CertiK: crypto fraudsters using black-market IDs

The blockchain security company, CertiK, has discovered a new scam strategy employed by cryptocurrency fraudsters as the sector continues to develop its fraud detection tools. The blockchain security company found that cryptocurrency scammers could access a “cheap and easy” black market of people willing to put their name and face on fictitious projects — all for the low price of $8. CertiK:

The “Professional KYC actors” trick projects into hacks These people, who CertiK to as “Professional KYC actors,” would occasionally voluntarily accept the position of the verified face of a cryptocurrency project to win over the community's trust before an “insider hack or exit scam.” These KYC actors can also create bank or exchange accounts for bad guys using their identities. In a blog post published on November 17, CertiK analysts claimed that they had discovered over 20 underground marketplaces where KYC actors could be hired for as little as $8 to complete straightforward “gigs,” such as meeting the KYC requirements “to open a bank or exchange account from a developing country.” More expensive tasks have the KYC actor placing their name and face on a phony enterprise. According to CertiK, most performers appear to be being taken advantage of because they are headquartered in underdeveloped nations “with an above-average concentration in South-East Asia” and receive salaries of $20 to $30 for each job.
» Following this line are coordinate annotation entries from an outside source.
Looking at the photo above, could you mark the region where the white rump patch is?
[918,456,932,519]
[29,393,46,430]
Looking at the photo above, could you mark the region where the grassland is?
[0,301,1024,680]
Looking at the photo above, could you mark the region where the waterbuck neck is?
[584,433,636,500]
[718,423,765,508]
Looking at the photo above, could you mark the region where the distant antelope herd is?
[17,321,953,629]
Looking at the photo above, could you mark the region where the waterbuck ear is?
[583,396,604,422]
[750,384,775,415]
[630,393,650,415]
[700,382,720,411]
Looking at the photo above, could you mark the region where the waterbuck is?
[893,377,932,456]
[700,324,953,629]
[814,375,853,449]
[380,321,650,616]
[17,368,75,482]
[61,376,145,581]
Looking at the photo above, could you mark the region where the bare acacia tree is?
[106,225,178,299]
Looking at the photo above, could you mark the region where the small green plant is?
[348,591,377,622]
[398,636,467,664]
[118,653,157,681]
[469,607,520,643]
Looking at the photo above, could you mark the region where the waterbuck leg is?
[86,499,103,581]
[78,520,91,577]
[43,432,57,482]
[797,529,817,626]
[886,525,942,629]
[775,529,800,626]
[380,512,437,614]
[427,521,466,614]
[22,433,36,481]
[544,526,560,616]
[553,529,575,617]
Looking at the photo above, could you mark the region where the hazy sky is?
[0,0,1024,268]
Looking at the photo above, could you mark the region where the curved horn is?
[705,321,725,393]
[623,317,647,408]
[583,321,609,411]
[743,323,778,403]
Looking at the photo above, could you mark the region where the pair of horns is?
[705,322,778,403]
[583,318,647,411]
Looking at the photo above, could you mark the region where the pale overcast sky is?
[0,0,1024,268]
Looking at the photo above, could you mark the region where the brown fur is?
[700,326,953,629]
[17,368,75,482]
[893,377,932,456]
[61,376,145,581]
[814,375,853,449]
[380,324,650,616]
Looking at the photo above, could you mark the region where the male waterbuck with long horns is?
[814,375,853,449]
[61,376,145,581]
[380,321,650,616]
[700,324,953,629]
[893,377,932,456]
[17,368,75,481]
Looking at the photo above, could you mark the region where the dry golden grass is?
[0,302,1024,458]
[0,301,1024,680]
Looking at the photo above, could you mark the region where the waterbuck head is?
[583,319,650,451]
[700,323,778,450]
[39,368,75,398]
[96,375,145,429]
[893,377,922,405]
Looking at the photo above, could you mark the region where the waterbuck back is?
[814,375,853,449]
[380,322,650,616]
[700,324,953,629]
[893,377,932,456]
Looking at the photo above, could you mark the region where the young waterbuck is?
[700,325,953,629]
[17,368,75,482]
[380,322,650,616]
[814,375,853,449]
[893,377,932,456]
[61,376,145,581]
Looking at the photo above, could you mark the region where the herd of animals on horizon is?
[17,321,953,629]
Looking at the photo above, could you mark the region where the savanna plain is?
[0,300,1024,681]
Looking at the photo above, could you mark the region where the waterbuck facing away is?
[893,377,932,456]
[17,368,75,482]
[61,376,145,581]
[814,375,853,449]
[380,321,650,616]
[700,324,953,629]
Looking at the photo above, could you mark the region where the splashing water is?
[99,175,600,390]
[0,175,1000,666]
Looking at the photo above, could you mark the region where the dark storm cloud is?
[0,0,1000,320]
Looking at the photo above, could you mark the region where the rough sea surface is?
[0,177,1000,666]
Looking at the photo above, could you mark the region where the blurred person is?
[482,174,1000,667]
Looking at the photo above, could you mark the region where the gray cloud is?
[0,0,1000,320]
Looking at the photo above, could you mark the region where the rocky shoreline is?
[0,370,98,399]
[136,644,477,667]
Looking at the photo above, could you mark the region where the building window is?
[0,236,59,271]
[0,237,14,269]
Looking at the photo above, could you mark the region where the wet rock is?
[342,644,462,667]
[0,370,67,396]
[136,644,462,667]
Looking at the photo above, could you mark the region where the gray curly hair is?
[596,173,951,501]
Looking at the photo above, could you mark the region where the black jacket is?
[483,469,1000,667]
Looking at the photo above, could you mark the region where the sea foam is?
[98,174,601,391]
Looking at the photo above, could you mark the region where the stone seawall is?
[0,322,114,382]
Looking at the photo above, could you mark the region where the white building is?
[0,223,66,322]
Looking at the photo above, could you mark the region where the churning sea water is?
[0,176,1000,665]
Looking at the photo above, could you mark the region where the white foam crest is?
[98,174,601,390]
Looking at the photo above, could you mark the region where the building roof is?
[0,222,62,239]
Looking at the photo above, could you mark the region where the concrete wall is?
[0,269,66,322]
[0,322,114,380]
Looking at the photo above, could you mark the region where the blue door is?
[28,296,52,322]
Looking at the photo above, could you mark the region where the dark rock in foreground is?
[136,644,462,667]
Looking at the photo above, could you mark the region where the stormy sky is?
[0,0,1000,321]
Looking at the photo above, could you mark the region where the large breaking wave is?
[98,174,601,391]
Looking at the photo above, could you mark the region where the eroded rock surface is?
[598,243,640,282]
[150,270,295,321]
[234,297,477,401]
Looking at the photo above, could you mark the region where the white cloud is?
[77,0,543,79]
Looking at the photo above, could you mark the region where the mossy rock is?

Additionally, more sophisticated standards or verification procedures may demand even higher prices if the KYC actor is a citizen of a country with minimal risk of money laundering. According to CertiK, the job market for the KYC actor was "small" compared to her previous demand for KYC-certified bank and exchange accounts. However, certain positions pay up to $500 a week if the actor takes on the role of her CEO of a villainous company. Lack of equipment and know-how in corporate teams leads to hacking. According to CertiK, “more than 40 websites claim to rate cryptocurrency projects and offer KYC badges,” but the service is either too superficial to identify scams or too amateurish. It has no value because it cannot detect insider threats through The teams behind these websites lack the necessary research methods, training, and experience. This means scammers can use these badges to trick the public and investors. 

Contrary to popular belief, blockchain transactions are open, making it difficult for fraudsters to hide their money movements. Another recent example is the work of French authorities, who used on-chain analytics to identify and prosecute five people who stole non-fungible tokens () via phishing schemes.